PSLE: Barking up the wrong tree

I think the change of mindset Lawrence Wong talked about would take about one generation to happen. By that time lots of people will learn that PSLE and even the A levels; frequently the university degree too are not sufficient and may not even be necessary to be materially well off.

The Chinese and Koreans are ahead of us in this game. Soon it may even become fashionable to label a jobless grad a fool.


As our economy becomes more sophisticated and diverse, meritocracy will take a backseat to luck. That's why it is often said that who you know is more important than what you know. Warren Buffett went even further with his striking lucky in the ovarian lottery.

What happens when meritocracy fails to deliver? Who is thinking and preparing us for that day? The Spring shoots for a new society where luck counts more than merit are already visible.

Kiasu, kiasi parents are barking up the wrong tree and wasting their children's time failing to prepare them for tomorrow. Meanwhile savvier parents who mostly were the winners of the last meritocracy are quietly noting the shortfall in the system and have the resources to direct their kids appropriately. This is our version of the ovarian lottery.
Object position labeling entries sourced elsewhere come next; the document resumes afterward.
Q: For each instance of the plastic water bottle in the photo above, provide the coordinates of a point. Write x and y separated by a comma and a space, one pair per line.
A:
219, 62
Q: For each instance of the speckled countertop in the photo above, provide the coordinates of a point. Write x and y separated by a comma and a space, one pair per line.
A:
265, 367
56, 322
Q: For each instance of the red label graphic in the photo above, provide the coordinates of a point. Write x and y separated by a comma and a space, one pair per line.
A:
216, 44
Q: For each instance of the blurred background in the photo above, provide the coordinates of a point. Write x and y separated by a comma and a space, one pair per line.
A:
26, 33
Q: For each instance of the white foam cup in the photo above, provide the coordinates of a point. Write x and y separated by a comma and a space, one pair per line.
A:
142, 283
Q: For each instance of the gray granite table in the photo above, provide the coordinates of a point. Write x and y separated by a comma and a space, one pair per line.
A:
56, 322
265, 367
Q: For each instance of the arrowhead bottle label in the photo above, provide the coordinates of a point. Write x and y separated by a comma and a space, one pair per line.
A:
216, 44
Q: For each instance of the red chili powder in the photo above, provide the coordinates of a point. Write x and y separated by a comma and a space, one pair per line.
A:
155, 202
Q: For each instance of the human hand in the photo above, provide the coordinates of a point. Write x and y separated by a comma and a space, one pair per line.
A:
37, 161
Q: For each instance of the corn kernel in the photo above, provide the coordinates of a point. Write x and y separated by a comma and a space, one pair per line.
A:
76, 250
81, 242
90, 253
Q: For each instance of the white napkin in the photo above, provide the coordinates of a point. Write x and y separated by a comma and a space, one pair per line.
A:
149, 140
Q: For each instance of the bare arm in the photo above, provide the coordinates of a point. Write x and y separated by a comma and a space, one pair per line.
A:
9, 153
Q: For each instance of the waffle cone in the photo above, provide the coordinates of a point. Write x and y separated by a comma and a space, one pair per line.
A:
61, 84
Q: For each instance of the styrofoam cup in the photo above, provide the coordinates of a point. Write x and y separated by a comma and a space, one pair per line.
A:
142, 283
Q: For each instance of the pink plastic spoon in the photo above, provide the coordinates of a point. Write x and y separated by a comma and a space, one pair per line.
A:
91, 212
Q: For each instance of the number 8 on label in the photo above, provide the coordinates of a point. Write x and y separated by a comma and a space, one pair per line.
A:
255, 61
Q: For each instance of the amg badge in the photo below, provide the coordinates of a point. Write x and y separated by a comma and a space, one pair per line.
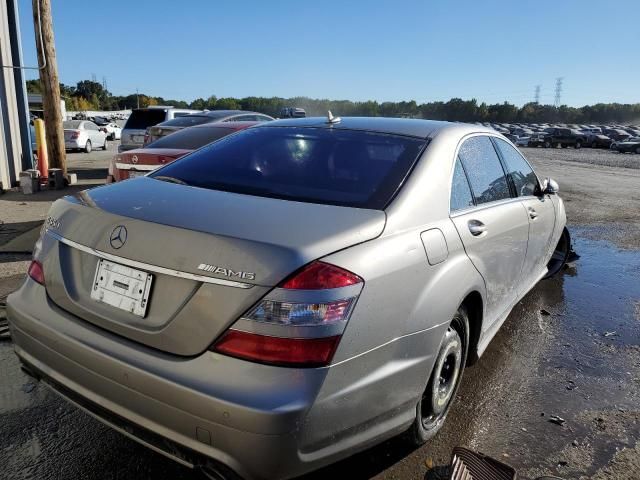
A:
227, 272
The PSLE problem will reach a natural expiry date because of the fallacy of belief as explained earlier. To avert luck from trumping meritocracy, a superior government must do away with the PSLE by executive decision rather than leaving it to expected disillusionment. Unfortunately this call for courage that this government do not possess. To be fair, they are already more courageous than most governments today but not good enough for our longer term security.

Abolishing the PSLE and introducing the sort of developmental programs that savvier parents are arranging for their kids would strengthen meritocracy. The risk to the government is that we might not show up well in TIMSS rankings. You know how this government obsess how we are placed on international benchmarks but do not seem to question or qualify if these league tables make sense to our circumstances. Those benchmarks saddle us into the fix of the good becoming the enemy of the great. Others can get by being good especially when they are often mediocre, but we need to be great to survive. Pockets and episodes of great work we display are not infecting and growing across our economy and society. Why? Because we are elitist; because our PSLE and educational strategies produce a small core of great elites (debatable) and lots and lots of the struggling good who are overworked and over stressed in a hyper competitive world.

If we stick with this present system, we will all have to tire ourselves out putting more than a day's work every day because instead of trading a horse for a car, we are just flogging the animal harder. The PM always tell us to work harder because it makes his job safer and easier. When his government cannot do better, it naturally fell on us to do the heavy lifting. Foreign governments should be admiring us rather than the government. Just do a simple what-if, i.e., if they could have us for their people rather than what they have. We are so easy to govern despite being a querulous lot. We make a lot of noise but other people are faster to vote you out of office. Most important, voters elsewhere believe in getting a free lunch but we are always suspicious of such promises.